What’s more, we all have an annual exemption of up to £3,000 which won’t be subject to IHT on death. If you don’t use your IHT free allowance in one year, you can carry it over to the next, and this amount can be given away in one go, or as a number of separate gifts. You are also entitled to a small gifts exemption of £250, which you can give to as many different individuals as you like without triggering IHT.
Meanwhile, any regular gifts made from your post-tax income, rather than capital, are also exempt as long as they allow you to maintain your normal lifestyle. This includes monthly payments to someone, or gifts for Christmas and birthdays.
Another exemption applies to wedding gifts. Parents can each give their children cash or gifts worth of £5,000 when they get married, or enter into a civil partnership. Grandparents can make gifts up to £2,500, while anyone else can gift a maximum of £1,000.
So you can see there are numerous ways you can keep IHT costs to a minimum. But there is another way you can put the brakes on your IHT bill.

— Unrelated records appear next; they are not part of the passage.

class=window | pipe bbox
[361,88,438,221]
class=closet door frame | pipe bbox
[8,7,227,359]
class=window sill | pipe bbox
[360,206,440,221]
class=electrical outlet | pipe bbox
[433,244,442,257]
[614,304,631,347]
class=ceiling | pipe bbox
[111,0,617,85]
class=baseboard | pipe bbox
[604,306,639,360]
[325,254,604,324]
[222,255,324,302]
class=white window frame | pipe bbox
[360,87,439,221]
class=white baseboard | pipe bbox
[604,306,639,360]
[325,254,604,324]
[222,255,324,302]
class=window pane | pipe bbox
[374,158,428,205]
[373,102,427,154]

What is a pre-inheritance?
Although ‘pre-inheritance’ is relatively new jargon, it refers to any gifts made to avoid or reduce IHT during your lifetime - rather than on death - beyond those we have already talked about.
According to insurance group Aviva, pre-inheritance is taking the place of traditional inheritance. In fact, an Aviva survey reveals almost of half (46%) of British adults have received gifts from a benefactor before their death.

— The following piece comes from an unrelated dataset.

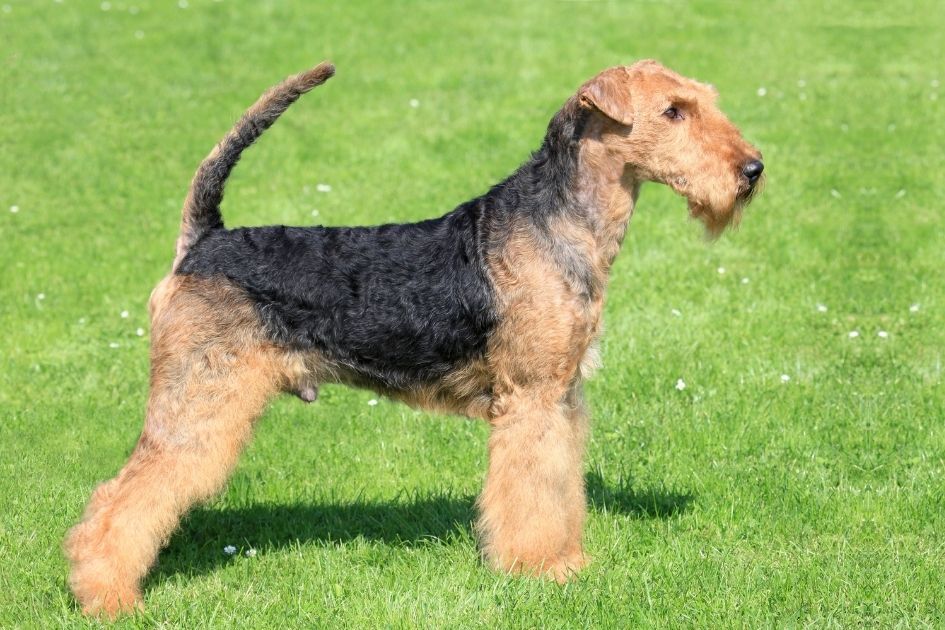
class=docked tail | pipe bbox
[174,61,335,269]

The rules on pre-inheritance - or what is technically known as a potentially exempt transfer (PET) - are pretty simple: any gifts you make to anyone will be IHT free as long as you survive for seven years after making them. If you die before seven years has passed, the value of the gift will be added to your estate and used to calculate the IHT owed to the taxman.
If you pass away between three and seven years of making the gift, it’s value will reduce on a sliding scale for IHT purposes. (Check out this section from the HM Revenue & Customs website to find out more.)
The only proviso is that you must not retain an interest in the gift for the exemption to apply. For example, if you give away your home, but continue to live in it rent free, it won’t count as a PET.
What are the drawbacks of pre-inheritance?
If you’re concerned the value of your estate is getting close to exceeding the £325,000 nil rate band, a pre-inheritance could be an effective way of reducing IHT. But the biggest drawback is anticipating your future financial needs. You must be sure any pre-inheritance you give now won’t leave you short later on. Since IHT planning can very complex, it makes sense to consult a professional adviser first.
*providing the party has at least two members elected to the House of Commons, or has one elected member plus a minimum of 150,000 votes.